Turning to English colonies in the Caribbean and Africa, we find comparable phenomena. England abolished slavery in the colonies in the 1830s. (Never mind that, as historian Eric Foner comments, “Through a regressive tax system, the British working classes paid the bill for abolition.”) By this time, English policymakers had embraced Adam Smith’s view that positive incentives motivated labor better than fear of starvation or draconian punishments did. But an ocean made all the difference, Foner observes, and new peasantries made up of former slaves were “seen in London, as in the Caribbean, as a threat not simply to the economic well-being of the islands, but to civilization itself.” John Stuart Mill’s famous defense of peasant proprietors “did not extend to the blacks of the Caribbean; their desire to escape plantation labor and acquire land was perceived as incorrigible idleness.”

And so Britain’s former slave colonies put vagrancy and other laws to work and crafted taxes aimed at restricting “the freedmen’s access to land.” As Foner puts it, “Taxation has always been the state’s weapon of last resort in the effort to promote market relations within peasant societies”—that is, to force people into markets in which they were not eager to participate. In Kenya the problem was one of “dispossessing a peasantry with a preexisting stake in the soil,” but colonial legislation proved up to the task. Foner concludes that in “the Caribbean and southern and eastern Africa . . . the free market [was] conspicuous by its absence”—its workings restricted “as far as possible” in the interest of the well-off and powerful.
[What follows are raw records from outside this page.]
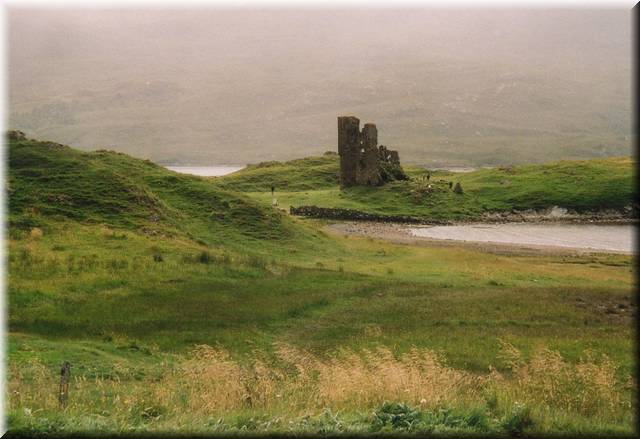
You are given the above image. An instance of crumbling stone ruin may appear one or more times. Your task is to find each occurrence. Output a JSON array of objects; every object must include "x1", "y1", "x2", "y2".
[{"x1": 338, "y1": 116, "x2": 407, "y2": 187}]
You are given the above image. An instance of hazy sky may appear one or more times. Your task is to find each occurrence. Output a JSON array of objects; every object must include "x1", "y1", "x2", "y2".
[{"x1": 8, "y1": 9, "x2": 631, "y2": 164}]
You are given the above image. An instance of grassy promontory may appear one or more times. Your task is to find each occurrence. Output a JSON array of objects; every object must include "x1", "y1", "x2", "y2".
[
  {"x1": 6, "y1": 135, "x2": 636, "y2": 434},
  {"x1": 214, "y1": 154, "x2": 635, "y2": 220}
]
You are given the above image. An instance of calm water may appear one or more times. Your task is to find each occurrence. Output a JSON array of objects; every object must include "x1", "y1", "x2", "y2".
[
  {"x1": 166, "y1": 165, "x2": 244, "y2": 177},
  {"x1": 411, "y1": 223, "x2": 635, "y2": 253}
]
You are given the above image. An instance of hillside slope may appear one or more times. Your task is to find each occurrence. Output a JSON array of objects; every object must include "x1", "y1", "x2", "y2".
[
  {"x1": 220, "y1": 155, "x2": 634, "y2": 220},
  {"x1": 8, "y1": 134, "x2": 312, "y2": 243}
]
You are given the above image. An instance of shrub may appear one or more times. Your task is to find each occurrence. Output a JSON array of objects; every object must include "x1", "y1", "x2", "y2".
[
  {"x1": 198, "y1": 250, "x2": 213, "y2": 264},
  {"x1": 501, "y1": 402, "x2": 533, "y2": 436},
  {"x1": 373, "y1": 402, "x2": 422, "y2": 431}
]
Historian Colin Bundy has studied the economic rise and political-economic fall of a class of independent African farmers in the Eastern Cape Colony and other parts of South Africa. Various Cape Location Acts (1869, 1876, and 1884) sought to lessen “the numbers of ‘idle squatters’ (i.e., rent-paying tenants economically active on their own behalf) on white-owned lands.” Such peasant farming “conferred . . . a degree of economic ‘independence’: an ability to withhold, if he so preferred, his labour from white landowners or other employers.” Further: “Both the farmer and the mine-owner perceived . . . the need to apply extra-economic pressures . . . to break down the peasant’s ‘independence,’ increase his wants, and to induce him to part more abundantly with his labour, but at no increased price.” In their view, “Africans had no right to continue as self-sufficient and independent farmers if this conflicted with white interests.”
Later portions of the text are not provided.